Filter pods by status. The classic "find every failed / pending pod" search.

kubectl get pods --field-selector=status.phase=Failed -A

kubectl get pods --field-selector=status.phase=Pending

kubectl get pods --field-selector=spec.nodeName=ip-10-0-1-23

List pods + svc + deploy + rs + statefulset + daemonset in one shot. Good high-level glance.

⚠ Common pitfall: `all` does NOT include configmaps, secrets, ingresses, jobs, PVCs, CRDs — the name is misleading. For "really all", iterate api-resources.

kubectl get all

kubectl get all -A

kubectl get all -n staging -o wide

Break CPU/memory usage down per container within one pod — find which sidecar is the memory hog.

kubectl top pod web-7d5 --containers

kubectl top pod -l app=web --containers --sort-by=memory

Show only Warning-level events (Normal events filtered out) — the actionable problems, not the routine noise.

kubectl get events --field-selector type=Warning --sort-by=.lastTimestamp

kubectl get events -A --field-selector type=Warning --sort-by=.lastTimestamp

Scope events to a single object — see only what happened to this pod/deployment, not the whole namespace.

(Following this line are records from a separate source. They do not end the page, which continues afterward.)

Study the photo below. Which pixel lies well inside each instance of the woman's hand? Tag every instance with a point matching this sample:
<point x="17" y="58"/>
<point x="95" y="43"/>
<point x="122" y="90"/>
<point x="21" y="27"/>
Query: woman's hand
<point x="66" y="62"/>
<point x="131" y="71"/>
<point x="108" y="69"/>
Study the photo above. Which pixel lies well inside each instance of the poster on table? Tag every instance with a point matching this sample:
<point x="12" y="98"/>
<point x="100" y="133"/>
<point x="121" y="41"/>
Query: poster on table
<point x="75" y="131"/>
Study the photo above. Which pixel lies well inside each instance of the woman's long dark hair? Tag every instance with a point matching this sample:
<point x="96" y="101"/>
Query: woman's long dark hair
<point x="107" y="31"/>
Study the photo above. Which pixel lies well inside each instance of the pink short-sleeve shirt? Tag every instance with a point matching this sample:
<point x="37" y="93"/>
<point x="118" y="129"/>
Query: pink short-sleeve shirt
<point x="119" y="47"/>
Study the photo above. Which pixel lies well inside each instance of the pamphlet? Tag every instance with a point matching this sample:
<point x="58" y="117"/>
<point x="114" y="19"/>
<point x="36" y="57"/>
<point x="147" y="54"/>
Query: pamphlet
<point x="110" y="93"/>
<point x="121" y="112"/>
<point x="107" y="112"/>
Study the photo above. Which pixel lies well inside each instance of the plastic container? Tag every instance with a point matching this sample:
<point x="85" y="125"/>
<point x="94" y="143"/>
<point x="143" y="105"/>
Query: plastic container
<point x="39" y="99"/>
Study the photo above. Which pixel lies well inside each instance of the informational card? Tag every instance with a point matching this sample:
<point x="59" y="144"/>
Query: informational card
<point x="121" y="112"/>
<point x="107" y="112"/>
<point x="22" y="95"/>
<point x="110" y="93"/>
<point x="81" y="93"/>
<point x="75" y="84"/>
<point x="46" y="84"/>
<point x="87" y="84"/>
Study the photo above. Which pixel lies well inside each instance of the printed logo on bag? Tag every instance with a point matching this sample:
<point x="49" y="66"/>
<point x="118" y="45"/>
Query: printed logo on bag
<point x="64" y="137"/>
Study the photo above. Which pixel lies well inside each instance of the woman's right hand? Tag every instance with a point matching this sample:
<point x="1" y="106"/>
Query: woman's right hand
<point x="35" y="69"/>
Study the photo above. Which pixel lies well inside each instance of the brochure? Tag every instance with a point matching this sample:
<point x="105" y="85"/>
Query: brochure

kubectl get events --field-selector involvedObject.name=web-7d5

kubectl get events --field-selector involvedObject.kind=Deployment,involvedObject.name=web

List every pod scheduled on a specific node, across all namespaces. Essential before draining a node.

kubectl get pods -A -o wide --field-selector spec.nodeName=ip-10-0-1-23

kubectl get pods -A --field-selector spec.nodeName=ip-10-0-1-23 -o name | wc -l

Block until any JSONPath field reaches a value — far more flexible than the built-in condition= waits (1.23+).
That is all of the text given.